Transilvanya’daki ikinci durağımız, Bram Stoker’ın Dracula kitabını yazarken ilham aldığına inanılan Bran Kalesi oldu. Aslında araba kiralayarak gitmeyi düşünüyorduk ancak bir aksilik sonucu kendimizi köhne bir Rumen otobüsünde bulduk. Braşov’dan Bran’a yolculuk, bu eski otobüse rağmen sadece 40 dakika kadar sürüyor. Bran kasabasında, görülmesi gereken en önemli yer elbette kale. Bunun haricinde Drakula, yani Vlad Tepes figürlü hediyelik eşyalar satan sayısız minik standın dışında pek de bir şey yok. Kalenin labirent gibi koridorlarında dolaştıktan sonra ise kalenin inşa edildiği tepenin eteklerinde bulunan Casa de Ceai’da ufak bir mola verebilirsiniz.

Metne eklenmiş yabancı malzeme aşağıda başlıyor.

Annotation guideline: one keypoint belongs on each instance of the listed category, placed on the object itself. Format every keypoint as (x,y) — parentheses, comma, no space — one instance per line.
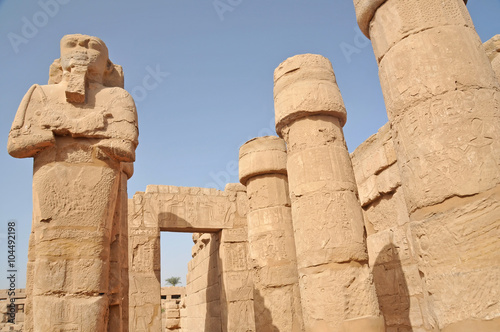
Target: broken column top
(262,155)
(305,85)
(365,10)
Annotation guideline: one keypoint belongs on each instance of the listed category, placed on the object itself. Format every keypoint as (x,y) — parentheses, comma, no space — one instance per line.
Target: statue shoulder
(118,95)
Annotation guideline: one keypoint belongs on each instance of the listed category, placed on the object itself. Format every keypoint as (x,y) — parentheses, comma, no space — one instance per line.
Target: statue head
(85,58)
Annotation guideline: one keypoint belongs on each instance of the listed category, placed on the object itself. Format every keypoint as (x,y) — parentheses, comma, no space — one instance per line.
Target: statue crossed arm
(81,129)
(103,110)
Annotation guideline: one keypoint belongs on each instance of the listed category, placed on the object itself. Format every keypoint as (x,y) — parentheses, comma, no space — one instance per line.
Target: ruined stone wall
(219,277)
(393,260)
(203,286)
(172,301)
(12,303)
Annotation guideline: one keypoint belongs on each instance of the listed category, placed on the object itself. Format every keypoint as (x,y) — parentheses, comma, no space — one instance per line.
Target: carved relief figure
(81,130)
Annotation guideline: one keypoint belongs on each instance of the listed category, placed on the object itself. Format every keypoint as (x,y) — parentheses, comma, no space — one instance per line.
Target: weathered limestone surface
(443,103)
(203,285)
(237,298)
(81,130)
(270,235)
(172,300)
(336,286)
(219,275)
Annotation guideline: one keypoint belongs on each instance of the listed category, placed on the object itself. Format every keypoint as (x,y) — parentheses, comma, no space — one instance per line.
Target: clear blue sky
(215,90)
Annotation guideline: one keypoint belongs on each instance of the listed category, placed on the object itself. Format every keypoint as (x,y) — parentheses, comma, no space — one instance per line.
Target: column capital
(305,85)
(365,10)
(262,155)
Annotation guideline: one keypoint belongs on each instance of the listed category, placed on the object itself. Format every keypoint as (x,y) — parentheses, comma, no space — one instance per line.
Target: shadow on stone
(392,289)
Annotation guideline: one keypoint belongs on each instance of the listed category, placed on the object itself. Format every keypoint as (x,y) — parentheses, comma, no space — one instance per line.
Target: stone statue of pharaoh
(81,129)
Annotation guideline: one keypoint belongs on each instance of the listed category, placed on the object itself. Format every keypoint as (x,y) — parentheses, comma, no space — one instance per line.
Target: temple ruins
(400,235)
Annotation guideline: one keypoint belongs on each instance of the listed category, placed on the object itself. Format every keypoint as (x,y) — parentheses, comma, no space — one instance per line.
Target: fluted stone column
(492,48)
(443,103)
(336,286)
(270,234)
(441,94)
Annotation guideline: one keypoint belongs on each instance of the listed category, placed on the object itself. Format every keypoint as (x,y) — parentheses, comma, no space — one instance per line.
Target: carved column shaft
(336,286)
(270,235)
(441,95)
(443,103)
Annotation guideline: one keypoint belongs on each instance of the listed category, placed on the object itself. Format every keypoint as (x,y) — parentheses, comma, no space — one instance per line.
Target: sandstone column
(270,234)
(336,286)
(443,103)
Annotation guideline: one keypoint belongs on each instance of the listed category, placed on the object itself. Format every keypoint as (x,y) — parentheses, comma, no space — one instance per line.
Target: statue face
(82,50)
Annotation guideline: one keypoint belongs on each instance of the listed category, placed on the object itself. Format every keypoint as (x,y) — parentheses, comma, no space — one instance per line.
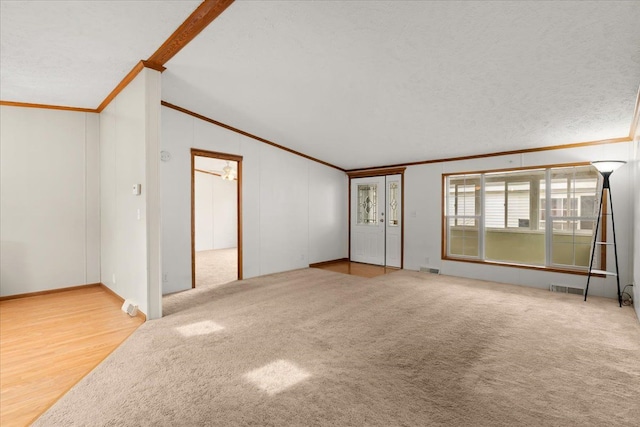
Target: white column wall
(277,202)
(423,217)
(127,155)
(49,211)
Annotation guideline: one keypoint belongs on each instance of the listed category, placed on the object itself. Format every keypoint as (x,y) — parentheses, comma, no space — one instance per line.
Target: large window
(537,217)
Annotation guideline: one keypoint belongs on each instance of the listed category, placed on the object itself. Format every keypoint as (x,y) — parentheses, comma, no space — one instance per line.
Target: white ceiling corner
(74,53)
(369,83)
(353,83)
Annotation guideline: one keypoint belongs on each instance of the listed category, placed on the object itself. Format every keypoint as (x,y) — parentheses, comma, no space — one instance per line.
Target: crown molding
(499,153)
(47,107)
(247,134)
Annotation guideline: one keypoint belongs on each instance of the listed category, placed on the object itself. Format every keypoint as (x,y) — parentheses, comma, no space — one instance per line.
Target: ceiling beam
(190,28)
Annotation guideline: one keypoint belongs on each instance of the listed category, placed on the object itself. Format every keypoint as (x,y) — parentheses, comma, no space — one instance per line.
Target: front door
(375,220)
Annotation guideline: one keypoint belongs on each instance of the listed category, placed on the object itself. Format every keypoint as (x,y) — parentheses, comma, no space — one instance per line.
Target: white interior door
(393,221)
(367,220)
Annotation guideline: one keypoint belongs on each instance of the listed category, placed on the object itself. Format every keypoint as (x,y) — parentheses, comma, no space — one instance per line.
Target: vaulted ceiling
(353,83)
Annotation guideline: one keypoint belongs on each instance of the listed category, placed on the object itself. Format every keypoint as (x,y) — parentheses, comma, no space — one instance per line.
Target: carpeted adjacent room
(314,347)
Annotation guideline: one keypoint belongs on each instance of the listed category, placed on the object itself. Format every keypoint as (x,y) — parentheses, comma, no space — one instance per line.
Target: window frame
(480,258)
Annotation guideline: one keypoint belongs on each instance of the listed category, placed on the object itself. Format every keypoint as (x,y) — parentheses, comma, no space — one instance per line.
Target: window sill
(524,266)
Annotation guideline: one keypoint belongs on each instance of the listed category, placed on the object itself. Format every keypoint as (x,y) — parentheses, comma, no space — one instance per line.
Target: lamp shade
(608,166)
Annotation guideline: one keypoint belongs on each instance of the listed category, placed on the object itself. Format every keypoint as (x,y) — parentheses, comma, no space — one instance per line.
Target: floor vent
(566,289)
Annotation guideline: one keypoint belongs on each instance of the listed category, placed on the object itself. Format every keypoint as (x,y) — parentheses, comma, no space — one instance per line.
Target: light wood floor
(49,342)
(356,268)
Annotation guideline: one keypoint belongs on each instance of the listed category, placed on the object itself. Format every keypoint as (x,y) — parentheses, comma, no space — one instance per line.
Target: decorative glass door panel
(376,217)
(368,204)
(393,208)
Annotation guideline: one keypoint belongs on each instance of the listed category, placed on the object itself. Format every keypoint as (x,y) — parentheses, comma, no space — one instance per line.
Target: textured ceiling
(74,53)
(362,84)
(353,83)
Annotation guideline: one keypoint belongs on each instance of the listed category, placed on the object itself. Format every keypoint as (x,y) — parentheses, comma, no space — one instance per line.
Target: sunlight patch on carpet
(276,376)
(199,328)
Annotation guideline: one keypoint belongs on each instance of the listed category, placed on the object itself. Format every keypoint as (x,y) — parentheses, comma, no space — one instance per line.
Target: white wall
(49,211)
(294,210)
(127,125)
(636,221)
(216,212)
(423,199)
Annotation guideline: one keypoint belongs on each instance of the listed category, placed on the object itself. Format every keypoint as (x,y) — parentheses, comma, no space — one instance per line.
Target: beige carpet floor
(317,348)
(213,269)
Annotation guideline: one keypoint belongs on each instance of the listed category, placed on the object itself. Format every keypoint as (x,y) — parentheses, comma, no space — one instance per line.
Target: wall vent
(565,289)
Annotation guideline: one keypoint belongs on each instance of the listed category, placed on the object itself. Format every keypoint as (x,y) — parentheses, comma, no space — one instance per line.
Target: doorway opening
(216,218)
(376,217)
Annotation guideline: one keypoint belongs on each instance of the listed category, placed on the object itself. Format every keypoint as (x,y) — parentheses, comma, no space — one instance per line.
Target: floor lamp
(606,168)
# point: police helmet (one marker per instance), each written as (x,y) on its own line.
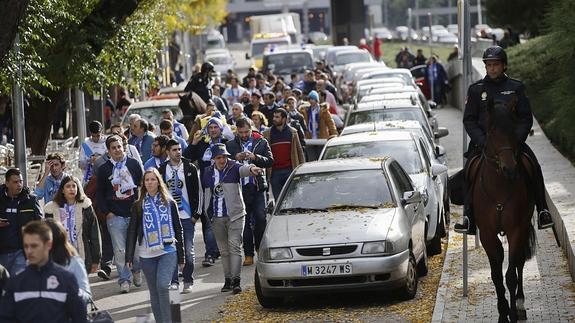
(207,67)
(495,53)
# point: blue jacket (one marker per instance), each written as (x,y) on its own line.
(145,147)
(50,188)
(46,294)
(106,196)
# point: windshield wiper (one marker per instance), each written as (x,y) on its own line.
(300,210)
(352,206)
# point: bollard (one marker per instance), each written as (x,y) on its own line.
(175,305)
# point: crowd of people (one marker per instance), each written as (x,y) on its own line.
(144,188)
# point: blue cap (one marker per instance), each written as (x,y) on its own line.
(313,95)
(218,150)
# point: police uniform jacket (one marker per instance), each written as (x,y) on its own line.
(502,90)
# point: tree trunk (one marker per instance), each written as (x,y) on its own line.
(39,116)
(14,10)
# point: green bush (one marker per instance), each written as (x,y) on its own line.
(547,67)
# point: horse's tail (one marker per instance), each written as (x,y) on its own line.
(531,245)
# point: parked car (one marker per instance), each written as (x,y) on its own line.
(408,149)
(343,225)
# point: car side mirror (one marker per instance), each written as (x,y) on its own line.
(441,132)
(439,151)
(438,169)
(411,197)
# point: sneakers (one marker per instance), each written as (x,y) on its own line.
(187,288)
(544,220)
(137,278)
(208,261)
(248,261)
(236,289)
(227,285)
(125,287)
(104,273)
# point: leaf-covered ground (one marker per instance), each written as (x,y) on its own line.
(346,307)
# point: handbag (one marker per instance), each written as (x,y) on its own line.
(98,316)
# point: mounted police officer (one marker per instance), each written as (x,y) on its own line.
(200,83)
(498,86)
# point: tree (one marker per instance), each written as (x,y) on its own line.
(523,16)
(9,23)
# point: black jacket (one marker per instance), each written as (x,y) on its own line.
(106,196)
(502,91)
(199,85)
(136,232)
(52,296)
(28,210)
(195,153)
(193,186)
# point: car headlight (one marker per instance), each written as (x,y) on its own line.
(378,247)
(280,253)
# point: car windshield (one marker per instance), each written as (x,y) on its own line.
(333,190)
(368,116)
(258,48)
(154,114)
(353,57)
(219,60)
(288,63)
(404,151)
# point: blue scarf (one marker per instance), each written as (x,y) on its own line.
(157,220)
(70,223)
(313,122)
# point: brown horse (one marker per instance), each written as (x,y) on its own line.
(503,204)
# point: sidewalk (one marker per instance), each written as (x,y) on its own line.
(548,285)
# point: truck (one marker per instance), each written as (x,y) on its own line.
(272,30)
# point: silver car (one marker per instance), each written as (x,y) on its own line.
(343,225)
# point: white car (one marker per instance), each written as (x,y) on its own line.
(409,150)
(342,225)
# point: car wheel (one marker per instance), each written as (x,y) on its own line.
(422,267)
(409,288)
(265,301)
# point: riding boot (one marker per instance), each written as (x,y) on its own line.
(544,219)
(468,222)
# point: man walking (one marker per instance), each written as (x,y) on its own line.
(17,208)
(117,184)
(44,292)
(183,181)
(251,148)
(286,150)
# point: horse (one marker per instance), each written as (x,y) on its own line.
(192,105)
(501,182)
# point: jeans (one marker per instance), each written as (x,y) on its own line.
(188,272)
(158,272)
(279,178)
(209,238)
(14,262)
(107,249)
(118,228)
(255,218)
(229,238)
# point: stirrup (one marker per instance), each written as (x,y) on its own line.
(542,214)
(462,227)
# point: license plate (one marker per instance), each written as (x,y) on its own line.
(326,270)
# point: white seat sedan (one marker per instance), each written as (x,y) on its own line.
(409,150)
(343,225)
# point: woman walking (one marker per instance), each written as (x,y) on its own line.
(73,209)
(155,226)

Eğer vaktiniz kalırsa Braşov’la Bran arasında, bir tepenin zirvesine konumlanmış Raşnov’u da ziyaret edebilirsiniz. Burası da yine surların içine inşa edilmiş ve o günden bugüne eski dokusunu koruyabilmiş bir başka kasaba.
İkinci günkü gezimiz ise Braşov’dan bindiğimiz trenle yaklaşık 3 saat süren bir yolculuk sonunda ulaştığımız Sighişoara’ya oldu. Avrupa’nın en iyi korunmuş kasabalarından biri olan ve UNESCO Dünya Miras Listesi’nde yer alan Sighişoara aynı zamanda Vlad Tepes’in doğduğu yer olarak biliniyor. Arnavut kaldırımlı sokakları, rengarenk evleri ve saat kulesiyle sizi Orta Çağ’a ışınlayacak kadar masalsı bir yer burası. Eski kent bölgesi birkaç saatte gezilip bitirildikten sonra meydandaki birkaç kafeden birine oturup buranın yüzyıllar önce nasıl göründüğünü hayal etmek çok keyifli. Hatta bir anda karşınıza Orta Çağ’a özgü kostümler giymiş bir grup insan bile çıkabilir!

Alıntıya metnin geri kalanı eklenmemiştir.